Most of the leases on the 5.8 million acres of state territory are for onshore development, but having them could make offshore exploration feasible on federal territory which has the most oil and gas potential, state officials say.
Alaska's state territory goes three miles offshore before becoming federal territory.
For that federal territory, the federal Minerals Management Service has proposed oil and gas lease sales in southwestern Alaska's salmon-rich Bristol Bay for the first time since 1988. No date for such a sale has been set but is proposed in MMS's five-year plan.
President Bush last month lifted a ban on oil and gas development in the sensitive Bristol Bay region.

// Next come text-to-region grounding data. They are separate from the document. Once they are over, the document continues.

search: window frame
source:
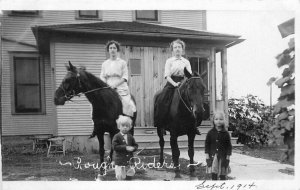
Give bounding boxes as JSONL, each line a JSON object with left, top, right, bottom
{"left": 10, "top": 53, "right": 46, "bottom": 115}
{"left": 76, "top": 10, "right": 102, "bottom": 20}
{"left": 8, "top": 10, "right": 41, "bottom": 17}
{"left": 188, "top": 56, "right": 210, "bottom": 95}
{"left": 133, "top": 10, "right": 161, "bottom": 23}
{"left": 129, "top": 58, "right": 142, "bottom": 76}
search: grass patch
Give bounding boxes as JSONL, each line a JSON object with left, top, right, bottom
{"left": 2, "top": 147, "right": 212, "bottom": 181}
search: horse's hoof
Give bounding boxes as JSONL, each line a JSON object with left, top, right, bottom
{"left": 190, "top": 171, "right": 196, "bottom": 178}
{"left": 190, "top": 176, "right": 198, "bottom": 181}
{"left": 95, "top": 174, "right": 104, "bottom": 181}
{"left": 174, "top": 167, "right": 181, "bottom": 179}
{"left": 174, "top": 173, "right": 182, "bottom": 179}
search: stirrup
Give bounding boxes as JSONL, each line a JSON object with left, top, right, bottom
{"left": 195, "top": 129, "right": 201, "bottom": 135}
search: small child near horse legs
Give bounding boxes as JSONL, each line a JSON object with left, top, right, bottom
{"left": 205, "top": 111, "right": 232, "bottom": 180}
{"left": 112, "top": 115, "right": 138, "bottom": 180}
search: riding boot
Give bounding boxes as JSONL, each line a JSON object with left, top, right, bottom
{"left": 194, "top": 126, "right": 201, "bottom": 135}
{"left": 89, "top": 130, "right": 96, "bottom": 139}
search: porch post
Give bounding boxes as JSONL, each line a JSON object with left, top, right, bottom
{"left": 221, "top": 48, "right": 229, "bottom": 127}
{"left": 210, "top": 47, "right": 216, "bottom": 118}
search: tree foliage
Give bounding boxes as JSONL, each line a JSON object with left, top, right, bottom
{"left": 268, "top": 30, "right": 295, "bottom": 163}
{"left": 228, "top": 95, "right": 272, "bottom": 148}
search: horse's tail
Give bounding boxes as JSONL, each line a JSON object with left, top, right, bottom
{"left": 153, "top": 89, "right": 163, "bottom": 128}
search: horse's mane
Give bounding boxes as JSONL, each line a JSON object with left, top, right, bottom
{"left": 78, "top": 68, "right": 109, "bottom": 89}
{"left": 77, "top": 68, "right": 122, "bottom": 120}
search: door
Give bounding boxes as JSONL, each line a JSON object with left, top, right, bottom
{"left": 120, "top": 46, "right": 170, "bottom": 127}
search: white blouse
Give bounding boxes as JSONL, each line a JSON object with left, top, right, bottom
{"left": 164, "top": 56, "right": 192, "bottom": 78}
{"left": 100, "top": 58, "right": 129, "bottom": 96}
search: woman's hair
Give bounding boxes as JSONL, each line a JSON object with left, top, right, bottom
{"left": 116, "top": 115, "right": 132, "bottom": 129}
{"left": 170, "top": 39, "right": 186, "bottom": 51}
{"left": 106, "top": 40, "right": 121, "bottom": 52}
{"left": 212, "top": 111, "right": 226, "bottom": 129}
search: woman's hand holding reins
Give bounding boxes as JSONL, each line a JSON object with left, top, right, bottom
{"left": 173, "top": 82, "right": 181, "bottom": 87}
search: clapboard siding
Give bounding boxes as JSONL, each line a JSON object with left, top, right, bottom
{"left": 1, "top": 11, "right": 99, "bottom": 45}
{"left": 161, "top": 10, "right": 206, "bottom": 31}
{"left": 103, "top": 10, "right": 133, "bottom": 21}
{"left": 54, "top": 42, "right": 106, "bottom": 136}
{"left": 1, "top": 41, "right": 54, "bottom": 136}
{"left": 1, "top": 10, "right": 206, "bottom": 46}
{"left": 1, "top": 10, "right": 208, "bottom": 136}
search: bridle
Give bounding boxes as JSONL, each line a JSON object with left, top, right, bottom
{"left": 58, "top": 72, "right": 110, "bottom": 101}
{"left": 177, "top": 77, "right": 205, "bottom": 114}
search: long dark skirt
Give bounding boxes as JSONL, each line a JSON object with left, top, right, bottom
{"left": 154, "top": 76, "right": 184, "bottom": 128}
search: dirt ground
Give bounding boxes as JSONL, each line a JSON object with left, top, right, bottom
{"left": 2, "top": 148, "right": 208, "bottom": 181}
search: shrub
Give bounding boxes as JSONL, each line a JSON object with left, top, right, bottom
{"left": 228, "top": 95, "right": 273, "bottom": 148}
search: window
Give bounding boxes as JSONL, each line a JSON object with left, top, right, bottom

But don't expect a rush at Wednesday's Alaska Peninsula onshore lease sale, the second such sale to be held in 25 years, said Kevin Banks, acting director of the Alaska Division of Oil and Gas.

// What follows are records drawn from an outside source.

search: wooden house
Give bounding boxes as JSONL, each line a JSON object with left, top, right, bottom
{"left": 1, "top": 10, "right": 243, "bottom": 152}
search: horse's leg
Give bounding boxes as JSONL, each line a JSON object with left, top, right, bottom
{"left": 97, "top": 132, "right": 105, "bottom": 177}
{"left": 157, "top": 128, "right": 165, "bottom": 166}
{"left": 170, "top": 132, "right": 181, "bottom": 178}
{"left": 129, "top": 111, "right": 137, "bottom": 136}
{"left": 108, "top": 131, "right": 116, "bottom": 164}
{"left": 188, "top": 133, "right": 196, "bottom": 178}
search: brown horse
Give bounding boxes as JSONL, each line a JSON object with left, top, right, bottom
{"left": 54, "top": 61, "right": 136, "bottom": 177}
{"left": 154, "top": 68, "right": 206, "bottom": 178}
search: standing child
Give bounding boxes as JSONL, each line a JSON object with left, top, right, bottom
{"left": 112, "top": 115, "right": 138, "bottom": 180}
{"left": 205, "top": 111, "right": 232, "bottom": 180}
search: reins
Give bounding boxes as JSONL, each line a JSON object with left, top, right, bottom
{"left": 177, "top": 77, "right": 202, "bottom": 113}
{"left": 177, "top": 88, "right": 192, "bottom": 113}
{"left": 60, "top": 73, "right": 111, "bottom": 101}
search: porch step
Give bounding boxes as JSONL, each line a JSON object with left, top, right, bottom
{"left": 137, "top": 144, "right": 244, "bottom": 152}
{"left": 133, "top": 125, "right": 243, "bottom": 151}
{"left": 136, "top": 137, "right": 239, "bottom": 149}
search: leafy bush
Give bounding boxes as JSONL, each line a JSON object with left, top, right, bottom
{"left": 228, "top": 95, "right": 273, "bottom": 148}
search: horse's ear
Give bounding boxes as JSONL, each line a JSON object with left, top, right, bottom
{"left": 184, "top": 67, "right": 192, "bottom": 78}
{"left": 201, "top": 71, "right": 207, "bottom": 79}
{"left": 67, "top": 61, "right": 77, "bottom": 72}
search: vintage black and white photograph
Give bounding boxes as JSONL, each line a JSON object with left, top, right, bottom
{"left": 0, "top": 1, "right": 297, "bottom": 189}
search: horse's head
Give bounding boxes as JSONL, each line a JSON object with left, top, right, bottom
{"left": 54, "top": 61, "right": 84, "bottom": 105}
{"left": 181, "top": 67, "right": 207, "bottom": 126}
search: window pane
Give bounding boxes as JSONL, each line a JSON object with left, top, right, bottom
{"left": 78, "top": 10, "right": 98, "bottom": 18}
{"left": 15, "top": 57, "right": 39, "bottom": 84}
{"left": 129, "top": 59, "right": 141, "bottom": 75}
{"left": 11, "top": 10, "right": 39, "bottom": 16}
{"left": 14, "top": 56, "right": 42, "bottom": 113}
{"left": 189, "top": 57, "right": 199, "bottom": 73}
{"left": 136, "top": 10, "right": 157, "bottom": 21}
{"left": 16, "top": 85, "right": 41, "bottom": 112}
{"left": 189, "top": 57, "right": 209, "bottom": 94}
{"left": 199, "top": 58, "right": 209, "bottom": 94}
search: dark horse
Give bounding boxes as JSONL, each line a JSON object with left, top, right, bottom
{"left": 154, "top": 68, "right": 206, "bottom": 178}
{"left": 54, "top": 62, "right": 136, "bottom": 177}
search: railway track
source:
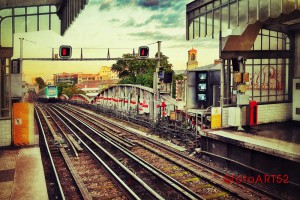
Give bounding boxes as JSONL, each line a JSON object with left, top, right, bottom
{"left": 58, "top": 103, "right": 284, "bottom": 200}
{"left": 50, "top": 105, "right": 207, "bottom": 199}
{"left": 35, "top": 106, "right": 73, "bottom": 200}
{"left": 44, "top": 106, "right": 150, "bottom": 199}
{"left": 53, "top": 104, "right": 247, "bottom": 199}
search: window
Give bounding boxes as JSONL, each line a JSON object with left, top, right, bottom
{"left": 191, "top": 53, "right": 195, "bottom": 61}
{"left": 246, "top": 30, "right": 290, "bottom": 104}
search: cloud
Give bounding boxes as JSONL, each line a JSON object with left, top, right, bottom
{"left": 122, "top": 18, "right": 139, "bottom": 27}
{"left": 92, "top": 0, "right": 134, "bottom": 11}
{"left": 128, "top": 31, "right": 182, "bottom": 41}
{"left": 165, "top": 38, "right": 219, "bottom": 49}
{"left": 109, "top": 18, "right": 121, "bottom": 23}
{"left": 144, "top": 12, "right": 184, "bottom": 28}
{"left": 91, "top": 0, "right": 185, "bottom": 12}
{"left": 98, "top": 0, "right": 113, "bottom": 10}
{"left": 137, "top": 0, "right": 171, "bottom": 10}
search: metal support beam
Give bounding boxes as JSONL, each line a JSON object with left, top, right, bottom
{"left": 21, "top": 57, "right": 159, "bottom": 61}
{"left": 221, "top": 50, "right": 292, "bottom": 59}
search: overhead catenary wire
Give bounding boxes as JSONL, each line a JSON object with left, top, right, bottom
{"left": 23, "top": 38, "right": 54, "bottom": 49}
{"left": 22, "top": 38, "right": 159, "bottom": 50}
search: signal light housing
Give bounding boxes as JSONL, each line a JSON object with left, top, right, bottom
{"left": 59, "top": 45, "right": 72, "bottom": 59}
{"left": 138, "top": 46, "right": 149, "bottom": 58}
{"left": 163, "top": 71, "right": 173, "bottom": 83}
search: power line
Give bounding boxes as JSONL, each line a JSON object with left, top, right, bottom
{"left": 23, "top": 38, "right": 53, "bottom": 49}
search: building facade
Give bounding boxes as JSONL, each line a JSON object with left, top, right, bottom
{"left": 53, "top": 73, "right": 78, "bottom": 85}
{"left": 99, "top": 66, "right": 119, "bottom": 80}
{"left": 77, "top": 73, "right": 100, "bottom": 84}
{"left": 187, "top": 48, "right": 199, "bottom": 70}
{"left": 186, "top": 0, "right": 300, "bottom": 123}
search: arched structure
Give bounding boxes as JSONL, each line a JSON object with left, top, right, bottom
{"left": 91, "top": 84, "right": 181, "bottom": 122}
{"left": 59, "top": 94, "right": 69, "bottom": 100}
{"left": 69, "top": 94, "right": 91, "bottom": 104}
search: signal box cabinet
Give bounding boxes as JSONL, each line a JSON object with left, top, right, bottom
{"left": 195, "top": 70, "right": 220, "bottom": 108}
{"left": 246, "top": 100, "right": 258, "bottom": 126}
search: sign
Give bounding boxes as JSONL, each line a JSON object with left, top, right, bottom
{"left": 15, "top": 118, "right": 22, "bottom": 125}
{"left": 138, "top": 46, "right": 149, "bottom": 58}
{"left": 170, "top": 111, "right": 176, "bottom": 121}
{"left": 11, "top": 59, "right": 20, "bottom": 74}
{"left": 211, "top": 107, "right": 221, "bottom": 129}
{"left": 59, "top": 45, "right": 72, "bottom": 59}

The region holds good potential for onshore and offshore hydrocarbons, especially natural gas, but faces economic challenges of being hundreds of miles from any existing oil and gas infrastructure, he said.
"The basin is really pretty good. It's thick, but it also seems some of the best prospects are farther offshore than state land," he said.
Federal territories in the North Aleutian Basin off Alaska, which is mainly Bristol Bay, has 750 million barrels of oil and 8.6 trillion cubic feet of natural gas, the MMS estimates.
Alaska officials have no estimate of the oil and gas potential on the 5.8 million acres of state territory up for lease.
The last state lease sale was held in 2005 when 37 tracts were sold, but so far no drilling has occurred.
The last federal lease sale was 1988 and it fetched $95.4 million in bids. But no development has occurred.
Bristol Bay's status as the home for the world's biggest sockeye salmon runs, as well as its importance to other forms of marine life, makes it too sensitive and valuable to risk to oil and gas development, leasing opponents say.
Fishing, conservation and many Alaska Native groups remain as adamant in their opposition to Bristol Bay drilling as they were in the 1980s.
"One spill could really harm the ability to market Bristol Bay salmon into the future," said Kelly Harrell of the Alaska Marine Conservation Council. Not only is there the possibility of a spill, there could also be chronic leaks, pollution and other industrial disturbances, she said. "That's too great a risk for this region."
But many in the region want offshore oil and gas development to diversify the area's economy and have overcome the fear of oil spills that was heightened after the 1989 Exxon Valdez disaster. The Valdez spill was in Prince William Sound east of Bristol Bay.